I am really creating a system in which you input some text files to some StandardAnalyzer, and also the items in that file are then changed through the creation of the StandardAnalyzer (which tokenizes and removes all of the stop words). The code ive developed till now's :

    File f = new File(path);

    TokenStream stream = analyzer.tokenStream("contents", 
            new StringReader(readFileToString(f)));

    CharTermAttribute charTermAttribute = stream.getAttribute(CharTermAttribute.class);

        while (stream.incrementToken()) {
            String term = charTermAttribute.toString();

           //Following is the readFileToString(File f) function
     StringBuilder textBuilder = new StringBuilder();
     String ls = System.getProperty("line.separator");
     Scanner scanner = new Scanner(new FileInputStream(f));

     while (scanner.hasNextLine()){
          textBuilder.append(scanner.nextLine() + ls);
    return textBuilder.toString();

The readFileToString(f) is a straightforward function which converts the file contents to some string representation. The output i am getting would be the words each using the spaces or even the new line together removed. It is possible to method to preserve the initial spaces or even the new line figures following the analyzer output, to ensure that i'm able to replace the initial file contents using the strained items in the StandardAnalyzer and offer it inside a readable form?

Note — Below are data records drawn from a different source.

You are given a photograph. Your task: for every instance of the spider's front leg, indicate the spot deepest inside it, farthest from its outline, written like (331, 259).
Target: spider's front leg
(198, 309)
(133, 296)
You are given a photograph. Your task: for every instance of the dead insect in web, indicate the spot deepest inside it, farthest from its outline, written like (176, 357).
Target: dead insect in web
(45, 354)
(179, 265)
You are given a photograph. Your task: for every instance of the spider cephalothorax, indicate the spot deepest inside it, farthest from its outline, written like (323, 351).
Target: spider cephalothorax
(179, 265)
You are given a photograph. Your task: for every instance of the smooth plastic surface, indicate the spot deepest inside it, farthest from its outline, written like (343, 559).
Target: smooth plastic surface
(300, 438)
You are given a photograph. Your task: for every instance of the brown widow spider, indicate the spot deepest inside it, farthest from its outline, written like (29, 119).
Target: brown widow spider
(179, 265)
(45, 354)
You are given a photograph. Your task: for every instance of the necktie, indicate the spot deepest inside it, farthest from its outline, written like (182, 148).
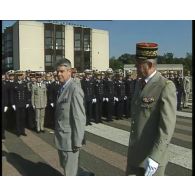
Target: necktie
(143, 83)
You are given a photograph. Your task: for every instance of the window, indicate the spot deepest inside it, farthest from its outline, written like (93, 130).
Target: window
(77, 36)
(48, 60)
(9, 37)
(59, 34)
(48, 33)
(49, 43)
(58, 57)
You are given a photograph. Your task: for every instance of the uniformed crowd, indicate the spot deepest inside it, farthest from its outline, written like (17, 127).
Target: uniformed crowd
(28, 98)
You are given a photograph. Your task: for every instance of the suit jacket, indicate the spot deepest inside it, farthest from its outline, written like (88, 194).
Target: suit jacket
(39, 96)
(70, 118)
(153, 121)
(187, 84)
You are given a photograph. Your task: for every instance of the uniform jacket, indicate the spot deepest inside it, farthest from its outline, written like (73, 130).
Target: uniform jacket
(70, 117)
(109, 90)
(39, 96)
(187, 84)
(4, 94)
(99, 89)
(19, 95)
(88, 88)
(153, 121)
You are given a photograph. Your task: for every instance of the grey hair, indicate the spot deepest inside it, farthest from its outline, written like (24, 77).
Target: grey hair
(64, 62)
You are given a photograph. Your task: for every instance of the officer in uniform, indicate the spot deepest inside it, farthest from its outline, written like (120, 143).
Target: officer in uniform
(99, 93)
(178, 80)
(74, 76)
(11, 115)
(39, 102)
(109, 93)
(119, 95)
(49, 108)
(30, 110)
(20, 100)
(128, 93)
(153, 116)
(4, 105)
(87, 85)
(187, 89)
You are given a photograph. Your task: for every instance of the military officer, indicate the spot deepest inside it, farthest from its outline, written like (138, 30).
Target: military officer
(20, 100)
(11, 115)
(187, 89)
(119, 95)
(99, 94)
(30, 110)
(128, 93)
(49, 108)
(153, 116)
(4, 105)
(87, 85)
(109, 93)
(178, 80)
(39, 102)
(74, 76)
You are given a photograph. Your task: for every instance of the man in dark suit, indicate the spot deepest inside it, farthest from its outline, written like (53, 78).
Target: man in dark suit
(4, 105)
(153, 116)
(70, 119)
(20, 100)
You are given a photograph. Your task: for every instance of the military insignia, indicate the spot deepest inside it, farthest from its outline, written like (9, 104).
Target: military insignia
(148, 99)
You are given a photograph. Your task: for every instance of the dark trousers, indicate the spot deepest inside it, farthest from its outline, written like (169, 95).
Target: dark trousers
(127, 107)
(31, 123)
(98, 111)
(119, 109)
(20, 120)
(49, 116)
(4, 122)
(11, 118)
(179, 96)
(88, 108)
(109, 109)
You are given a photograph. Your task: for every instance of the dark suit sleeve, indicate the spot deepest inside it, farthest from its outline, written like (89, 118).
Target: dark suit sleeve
(78, 118)
(167, 121)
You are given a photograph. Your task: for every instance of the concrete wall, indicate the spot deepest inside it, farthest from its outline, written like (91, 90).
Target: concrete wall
(31, 41)
(100, 49)
(69, 43)
(16, 46)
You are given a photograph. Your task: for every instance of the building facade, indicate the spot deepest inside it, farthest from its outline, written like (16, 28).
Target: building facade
(36, 45)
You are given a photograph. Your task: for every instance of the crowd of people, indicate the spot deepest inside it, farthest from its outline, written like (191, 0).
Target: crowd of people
(67, 101)
(29, 97)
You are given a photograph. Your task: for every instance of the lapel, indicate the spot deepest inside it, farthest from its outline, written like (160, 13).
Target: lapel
(153, 81)
(139, 93)
(64, 93)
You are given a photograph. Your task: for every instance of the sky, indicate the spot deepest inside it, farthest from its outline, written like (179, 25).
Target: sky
(173, 36)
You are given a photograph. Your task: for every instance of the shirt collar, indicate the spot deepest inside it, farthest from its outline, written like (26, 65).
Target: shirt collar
(149, 77)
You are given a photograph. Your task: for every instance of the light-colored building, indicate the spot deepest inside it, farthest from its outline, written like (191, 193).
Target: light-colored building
(37, 45)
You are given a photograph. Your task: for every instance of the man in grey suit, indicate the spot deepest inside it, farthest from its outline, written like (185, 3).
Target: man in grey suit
(70, 119)
(153, 116)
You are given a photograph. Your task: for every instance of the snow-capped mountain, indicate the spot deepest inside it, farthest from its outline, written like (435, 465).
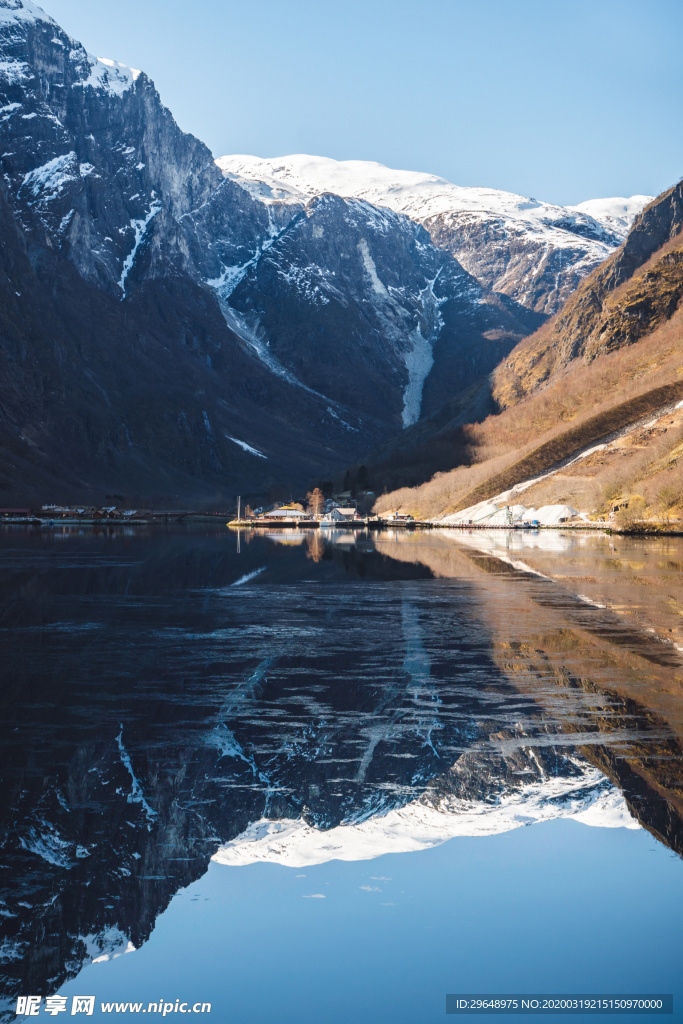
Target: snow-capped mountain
(191, 311)
(177, 328)
(531, 251)
(588, 798)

Tokenizers save the word position, so theoretically you could think about the positioning to find out the number of figures you will find in between each token, however they don't save the information that was between your tokens. So you can get back spaces, although not newlines.

If you are confident with JFlex you can customize the tokenizer to deal with newlines as a sign. That's most likely harder than any gain you'd get from this though.